Dekonstruktion stereotyper Narrative 2

Interdisziplinäres Kooperationsprojekt »Dance with the Desert«

Anlässlich des 1700-jährigen Bestehens der jüdischen Gemeinschaft in Deutschland realisieren wir ein interdisziplinäres Kooperationsprojekt mit Student*innen der Hochschule Düsseldorf, der University of Europe Berlin und der Bezalel University of Art & Design in Jerusalem. Die Studient*innen kommen aus den Fachbereichen Kommunikationsdesign, Fotografie, Motion Design, Interaction Design, Illustration, Film und Game Design.

In Workshops tauschen sich Student*innen über deutsch – jüdische Geschichte aus, arbeiten gemeinsam an künstlerischen Projekten, organisieren und besuchen Veranstaltungen und Ausstellungen und lernen so zusammen die Vielfalt in Leben und Kultur des Judentums in Deutschland kennen.

Workshop FeldFünf Galerie Berlin

FeldFünf bezeichnet sich als Kulturplattform und kuratiert gemeinsam mit lokalen Akteur*innen und internationalen Kunst- und Kultuschaffenden* in den offenen Projekträumen den Dialog zwischen Kunst, Design und Alltag. Dort findet der erste Workshop statt, direkt gegenüber dem jüdischen Museum. Neben Werkstattgesprächen, Lecture – Performances, einem Open Air Kino und Video-Talks rund um den Ü-Wagen, werden auch die künstlerischen Projekte der Student*innen in einer Ausstellung gezeigt. Es geht darum gemeinsam einen hierarchiefreien Raum zu schaffen – zum Austausch von individuellen Lebenswelten, ohne Vornahmen und Vorurteile.

Künstlerische Projekte

Die künstlerischen Projekte der Student*innen bieten Zugänge zu intensiven Auseinandersetzungen mit Literatur, Musik, Protestbewegungen und Strömungen, persönlichen Erfahrungen und Geschichten.

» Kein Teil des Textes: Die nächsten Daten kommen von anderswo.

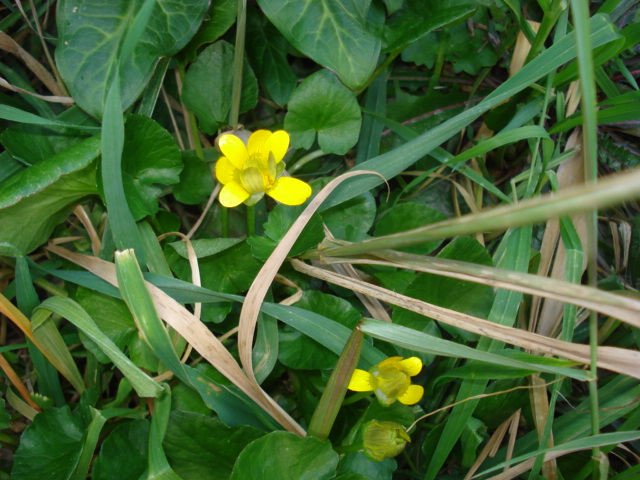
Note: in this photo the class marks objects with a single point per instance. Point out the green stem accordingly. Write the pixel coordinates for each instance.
(333, 395)
(238, 60)
(580, 16)
(251, 220)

My Grandmother and I – Israel – Germany

Die Tatsache, dass Shir Zilberstein nun in Deutschland lebt, ist der Ausgangspunkt für Gespräche mit ihrer Großmutter. Zunächst telefonieren die Beiden miteinander, dann besucht Shir ihre Großmutter in Israel. Es entsteht die Videoarbeit »My Grandmother and I – Israel – Germany.«

» Für mich persönlich haben diese beiden Orte, Deutschland und Israel, eine starke Verbindung. Ich beziehe mich sowohl auf kollektive Ereignisse der Vergangenheit wie den Holocaust und den Zweiten Weltkrieg, als auch auf private Momente wie der Tatsache, dass es meiner Familie schwer fällt zu akzeptieren, dass ich seit vier Jahren in Deutschland lebe. Mein Vater sagte, er würde mich niemals besuchen kommen, aber er hat es getan. Meine Großmutter sagte, sie würde nie einen Fuß nach Deutschland setzen, doch ich warte heute noch auf sie. «

Transkription

Sprachraum Musik

In seiner Lecture-Performance »Sprachraum Musik« erklärt und zeigt Marcel Mücke, dass ein Großteil der komponierten Musik auf demselben Notensystem mit denselben 12 Tönen basiert. Verschiebungen von Tönen und Tonleitern können geographische und kulturelle Entwicklungen abbilden, aber dennoch universell verstanden werden. Deswegen öffnet Musik Räume der Begegnung und Annäherung.

»Die klanglichen Unterschiede von Musik beruhen allerdings nicht nur darauf, welche sieben Töne Verwendung finden, sondern auch, in welchem Bezug sie zueinanderstehen. Wird die harmonische Molltonleiter beispielsweise nicht vom ersten Ton ausgespielt, sondern vom fünften, resultiert daraus eine ganz andere Tonart: phrygisch-dominant, oder auf jiddisch: Freygish. Diese Tonart kommt primär im Klezmer, der Musik des osteuropäischen Judentums, zum Einsatz. Wird hier wiederum ein einzelner Ton verschoben, erhält man das Moll der Sinti und Roma. Diese Ähnlichkeit liegt vermutlich daran, dass Klezmorim (also Klezmer-Musiker:innen) oft gemeinsam mit Sinti und Roma gereist und dabei auch musiziert haben.«

 

 

Empty Slogans

Das Projekt ist eine Fortsetzung von „Unheard Voices“. Es erweitert die typografische Auseinandersetzung der Hebräischen Schriften an den Wänden auf Protestschilder in Tel Aviv. Dafür werden Stimmen von Protestschildern gesammelt, archiviert und umgewandelt. Die gesammelten Stimmen werden projiziert und somit die Grundlage für neue Gespräche über Politik und Gesellschaft.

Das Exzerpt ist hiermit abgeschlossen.